There is a significant disconnect between the perception and reality of how enterprise AI products are built.

The narrative seems to be that given a business problem, the data science team sets about gathering a training dataset (for supervised problems) that reflects the desired output; when the dataset has been built, the team switches to the modelling phase during which various networks are experimented with, at the conclusion of which the network with the best metrics is deployed to production ... job done, give it enough time and watch the money roll in.

https://xkcd.com/1838/

It's Never That Simple

My experience building enterprise B2B products has been that this is only where the work begins. Freshly minted models rarely satisfy customers’ needs, out of the box, for two common reasons.

First, every input dataset sent in by customers has its own unique characteristics. Our product classifier often sees a range of inputs used to describe exactly the same concept - for example, "Apple iPhone 5 32GB Space Gray 4GB RAM" vs. "iPhone 5" vs. "brand:Apple model: iPhone5". At creation, your model is unlikely to be resilient to these subtleties.

Second, every customer has their own definition of what the problem is. Consider again the product classification example - given two categories, Apparel > Baby and Apparel > Shirts, some customers would classify Baby Shirt under the former and some under the latter. The reasons are always different, and always come from a place of conviction of business requirements.

The Fault is in Our Stars

Why don't you just build better training datasets, you ask? The issue is that there is no clear way of knowing what the spectrum of possibilities is, ahead of time. It's exceedingly difficult to predict every mental model that a customer may have. It's intractable to model every characteristic that a dataset can possibly have. Given the number of parameters of freedom involved, the permutations make it prohibitive for us to build the perfect training dataset, if indeed there exists such a thing.

Given these constraints, we opt for a different approach. Here's how we go about launching and maintaining our AI products.

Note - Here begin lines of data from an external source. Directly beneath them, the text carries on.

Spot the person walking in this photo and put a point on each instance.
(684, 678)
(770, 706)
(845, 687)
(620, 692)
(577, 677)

1. Building a Quality Framework

Once a model has been built, the data science team meets with the customer success team to decide the quality lens through which the output of the algorithms should be assessed, given the business needs of target customers. In the product classification example above, this might involve a discussion around how output datasets should be sampled (random vs. weighted by category vs weighted by a customer metric), what the UI presented to our quality analyst team should look like, how edge cases should be surfaced to customers and which key metrics should be conveyed to customers. This framework allows us to understand how our test dataset results line up with true value added for the customer.

Snapshot of our quality + heuristics UI tool

2. Building a Heuristic Framework

When our quality analysts find gaps in the results of an algorithm, they are encouraged to look for the pattern that best describes the edge case, and express possible solutions in the form of simple logical statements.

Once a group of such patterns has been discovered, an engineer sifts through them to separate the generalizable logic from the specific constants used.

For example, if the suggestion from the quality team is that all Mobile Phones with the phrase phone case in the name be moved to the Mobile Phones > Accessories category, the engineer may express this in the form of if (category == CAT_ORIGINAL and KEYWORD in name) then { category = CAT_NEW }. The variables are abstracted into spreadsheets that the QA team can subsequently directly populate.

The benefit of this approach is that insights can immediately be translated into direct value for the customer, and the customer will not have to wait for the retraining loop to kick in. Of course, using heuristics in tandem with machine learning can potentially open up a Pandora's box, but we find that if done right, we can build win-win scenarios.

3. Periodic Retraining

Output results that have been manipulated by heuristics are evaluated and appended to our training datasets at regular intervals. The algorithm is re-trained, and ideally, now primed to manage an edge-case that it previously failed at. If the retrained algorithm still fails to fix its flaws in the context of the edge-case in consideration, then the team takes a call on how best to continue using the original heuristics.

4. Maintaining Quality and Heuristics

Metrics, heuristics and training datasets decay with time, so it's essential that they be periodically re-evaluated, and discarded when no longer required. At regular intervals, our operations team reruns quality checks, and brings in heuristics where necessary, to ensure that the quality of the output doesn't deteriorate. Concurrently, the customer success team periodically touches base with the customer to make sure that the metrics that we’re optimizing for continue to be in line with the business objectives of the customer.

Delivering value is a tripartite effort

This workflow is a far cry from the seemingly linear process of building training datasets and experimenting with models. In practical settings, success is reliant on multiple teams with diverse skill sets coming together to engage in an intricate dance of statistical optimization and operational rigour.

This can be challenging, even intimidating, but if it all comes together, magic value can be made. Models can be nurtured into products. And meaningful value can be delivered to customers.